HONG KONG, June 17, 2009 (AFP) - Fernando Chui will almost certainly become the new chief executive of Macau, after his campaign said Wednesday he had received the backing of 95 percent of the gambling haven's election committee.
The former secretary for social and cultural affairs will likely stand unopposed in the July vote by 300 members of the southern Chinese city's election committee, after securing its overwhelming support.
Eva Loh, Chui's deputy campaign manager, told AFP his nomination paper had been signed by 286 out of the 300 members.
The city's election office confirmed that Chui had submitted his nomination on Tuesday, but could not confirm that it had been signed by 286 of the committee.
Any opponent would have to get at least 50 members of the committee to back them, so Chui's position is unassailable if it is reflected in the July 26 vote.
Macau, a city of 550,000 people, is the only place on Chinese soil where casino gambling is allowed.
Since its gaming market was liberalised in 2002, it has overtaken Las Vegas and Atlantic City combined in terms of gaming revenue as gleaming foreign and locally-owned resorts have sprung up.
But the staggering growth has suffered in the past 12 months as Chinese authorities, concerned about problem gambling and corruption, have limited the number of visitors to the former Portuguese colony from the mainland.

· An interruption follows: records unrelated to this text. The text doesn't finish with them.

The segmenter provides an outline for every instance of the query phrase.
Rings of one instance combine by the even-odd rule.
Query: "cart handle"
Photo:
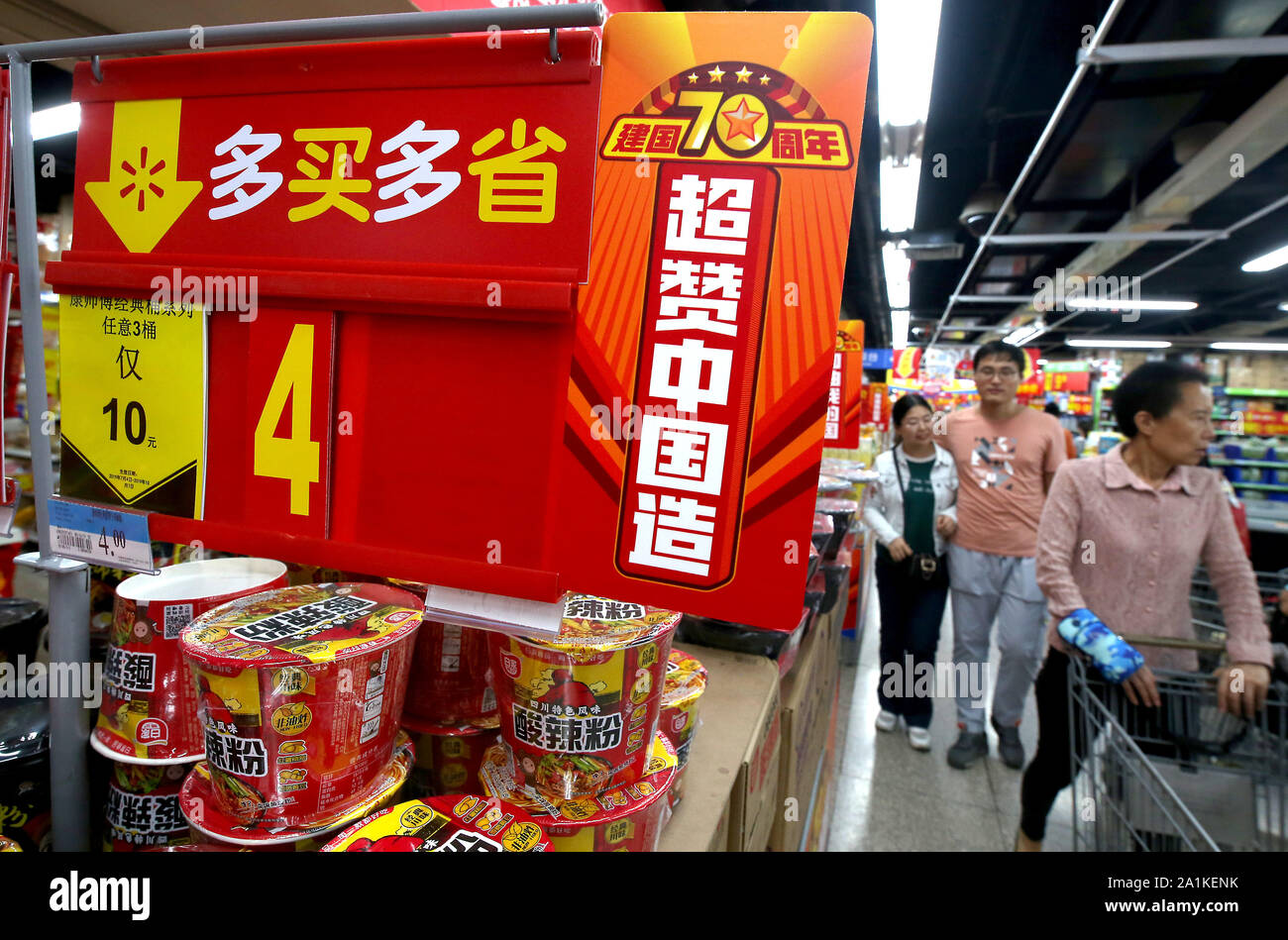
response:
[[[1184,640],[1179,636],[1141,636],[1122,634],[1123,640],[1132,646],[1164,646],[1167,649],[1191,649],[1195,653],[1225,653],[1224,640]]]

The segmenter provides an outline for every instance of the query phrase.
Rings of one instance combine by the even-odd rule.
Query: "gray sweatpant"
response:
[[[953,596],[953,666],[956,675],[983,675],[989,634],[997,619],[1001,661],[993,685],[993,717],[1016,725],[1046,652],[1046,597],[1038,588],[1032,558],[989,555],[949,542],[948,574]],[[957,720],[967,731],[984,730],[983,682],[958,680]]]

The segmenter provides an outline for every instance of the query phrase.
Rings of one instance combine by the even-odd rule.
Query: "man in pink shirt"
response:
[[[948,764],[965,770],[988,753],[981,675],[993,621],[1001,661],[993,681],[993,728],[1007,766],[1024,766],[1020,719],[1046,649],[1046,597],[1033,556],[1051,478],[1065,460],[1064,430],[1023,406],[1024,354],[1001,341],[975,353],[979,404],[948,417],[944,447],[957,461],[957,536],[948,549],[953,599],[957,726]]]

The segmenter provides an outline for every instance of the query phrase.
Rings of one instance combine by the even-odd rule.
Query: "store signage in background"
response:
[[[1024,375],[1020,376],[1020,385],[1015,389],[1018,398],[1033,398],[1043,394],[1042,367],[1038,366],[1038,354],[1033,349],[1021,349],[1024,354]]]
[[[916,379],[921,371],[921,355],[922,352],[917,349],[900,349],[899,355],[894,357],[894,366],[891,367],[891,373],[894,379]]]
[[[1244,434],[1288,434],[1288,411],[1243,412]]]
[[[890,430],[890,386],[885,382],[868,382],[863,386],[863,418],[864,428],[877,430]]]
[[[799,623],[784,546],[814,511],[871,41],[853,13],[608,21],[569,586]],[[596,416],[614,402],[641,409],[627,439]]]
[[[859,412],[863,408],[863,321],[842,321],[836,331],[836,352],[827,388],[824,447],[853,449],[859,446]]]
[[[1042,371],[1042,384],[1047,391],[1090,391],[1090,372],[1052,372],[1050,368]]]
[[[863,368],[894,368],[893,349],[864,349]]]
[[[558,64],[544,33],[487,40],[77,67],[64,496],[554,600],[598,40],[560,33]]]

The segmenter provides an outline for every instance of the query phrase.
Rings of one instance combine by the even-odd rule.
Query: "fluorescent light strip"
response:
[[[881,246],[881,263],[885,267],[890,306],[895,310],[907,309],[912,297],[912,286],[908,282],[912,261],[900,249],[886,242]]]
[[[80,104],[59,104],[57,108],[44,108],[31,115],[31,139],[44,140],[48,136],[71,134],[80,129]]]
[[[1036,340],[1045,332],[1046,323],[1027,323],[1006,336],[1002,343],[1010,343],[1012,346],[1023,346],[1029,340]]]
[[[908,318],[909,310],[890,310],[890,348],[908,348]]]
[[[921,182],[921,157],[909,157],[907,166],[881,161],[881,228],[886,232],[911,232],[917,220],[917,185]]]
[[[1131,300],[1130,297],[1068,297],[1064,305],[1070,310],[1193,310],[1193,300]]]
[[[1167,349],[1172,344],[1167,340],[1097,340],[1095,337],[1077,337],[1065,340],[1064,345],[1079,349]]]
[[[1260,274],[1264,270],[1274,270],[1275,268],[1282,268],[1285,264],[1288,264],[1288,245],[1266,252],[1260,258],[1253,258],[1243,265],[1243,269],[1249,274]]]
[[[1288,343],[1213,343],[1212,349],[1234,349],[1247,353],[1288,353]]]

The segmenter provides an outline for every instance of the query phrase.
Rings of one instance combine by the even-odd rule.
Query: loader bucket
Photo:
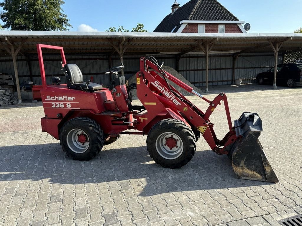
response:
[[[231,151],[234,171],[240,179],[271,182],[279,180],[258,137],[262,121],[257,113],[243,113],[234,122],[238,140]]]

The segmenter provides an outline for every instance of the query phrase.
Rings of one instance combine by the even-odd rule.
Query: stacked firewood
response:
[[[14,93],[7,88],[0,86],[0,106],[7,106],[18,103],[18,98]]]

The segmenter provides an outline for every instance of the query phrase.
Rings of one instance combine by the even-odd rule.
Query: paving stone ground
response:
[[[0,108],[0,225],[277,226],[302,214],[302,89],[271,88],[214,87],[205,96],[227,93],[233,120],[259,114],[275,184],[237,179],[202,138],[180,169],[156,164],[146,136],[123,135],[93,160],[73,161],[41,131],[40,103]],[[222,138],[228,127],[219,109],[210,119]]]

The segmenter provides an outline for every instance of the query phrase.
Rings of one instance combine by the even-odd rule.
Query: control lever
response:
[[[87,80],[86,81],[86,84],[85,84],[85,90],[87,91],[88,90],[88,85],[90,83],[90,80]]]

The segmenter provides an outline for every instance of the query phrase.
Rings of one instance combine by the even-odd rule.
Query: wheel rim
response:
[[[182,141],[178,136],[173,133],[163,133],[158,136],[155,142],[157,153],[166,159],[177,158],[183,151]]]
[[[291,78],[290,79],[288,79],[288,81],[287,81],[287,85],[288,86],[290,87],[291,87],[294,85],[294,84],[295,81],[294,81],[294,79],[292,78]]]
[[[68,147],[76,153],[84,153],[89,147],[89,141],[88,135],[79,129],[70,130],[67,135],[66,140]]]

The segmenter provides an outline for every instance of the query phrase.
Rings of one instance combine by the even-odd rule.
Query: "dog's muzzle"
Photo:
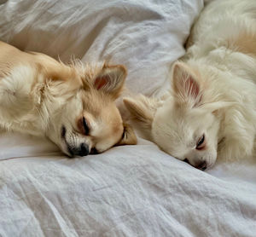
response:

As a result, there have been worries that some foreign operators - including US giant Las Vegas Sands - have overstretched their commitments in the city.
Macau, which was returned to Chinese rule in 1999, runs a separate legal system from mainland China.
In a similar electoral system to neighbouring Hong Kong, its chief executive is not chosen by universal suffrage but by a mainly Beijing-friendly election committee.
It has a less raucous political climate than Hong Kong, although it has suffered street protests by those who are angry about the failure to share the proceeds from the casino boom with the poorest.
Chui is a member of one of the city's richest families. His predecessor Edmund Ho has been in power since the handover.